I'm putting this as an answer since there's more than will fit in a comment, although it may not be complete. There's two suspicious things - first off percentile should run fine on a 20Gb matrix if your machine has 200Gb of ram available. That's a lot of memory, so start looking into what else might be using it. Start with top
- is there another process or is your python program using all of that?
The second suspicious thing is that the documentation for utils.percentile
doesn't match it's actual behavior. Here's the relevant bits from the code you've linked to:
def percentile(matrix, p):
"""
Estimation of percentile without zeros.
....
Returns
-------
float
Calculated percentile.
"""
return np.percentile(matrix[np.any(matrix > 0, axis=1)], p, axis=0)

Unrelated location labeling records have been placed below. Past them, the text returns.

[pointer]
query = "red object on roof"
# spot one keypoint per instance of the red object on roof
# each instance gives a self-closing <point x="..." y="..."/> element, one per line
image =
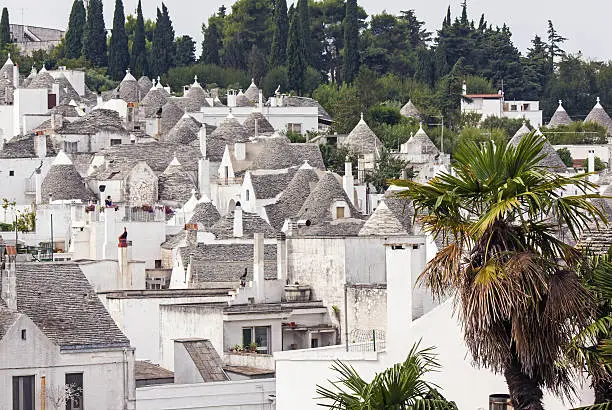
<point x="483" y="96"/>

What it actually does is return the (columnwise) percentile calculated for rows which are not all zeros. edit That's rows which contain at least one positive element. If values are non-negative that's the same thing, but in general that will be a very different result.
np.any(matrix > 0, axis=1)
returns a boolean array to index rows which are not all zeros. For example
>>> np.any(array([[3, 4], [0, 0]]) > 0, axis=1)
array([ True, False])
>>> np.any(array([[3, 4], [1, 0]]) > 0, axis=1)
array([ True, True])
>>> np.any(array([[3, 0], [1, 0]]) > 0, axis=1)
array([ True, True])
That array is used to index matrix
, which selects only rows which are not all zeros and returns those.
You should read over the numpy docs for indexing if you aren't familiar with that way of indexing.
Calculating that takes a lot of memory - matrix > 0
creates a boolean array of the same dimension as matrix, then the indexing creates a copy of matrix
which probably contains most of the rows.
So, probably 2-4Gb for the boolean array and close to 20Gb for the copy.
That can be reduced,
## Find rows with all zeros, one row at a time to reduce memory
mask = [np.any(r > 0) for r in matrix]
## Find percentile for each column, excluding rows with all zeros
perc = [np.percentile(c[mask], p) for c in matrix.T]
However, as stated earlier that doesn't match the function documentation.
There may be a reason for this logic, but it is odd.
If you don't know the reason for it you might be fine calling np.percentile
directly - just check that it returns a close value for a smaller subset of your data.
There's also nanpercentile
, which can be used the same way but ignores nan
values.
You can use boolean indexing to replace the values you don't want included with nan
(i.e. matrix[matrix < 0] = np.nan
) and then call that.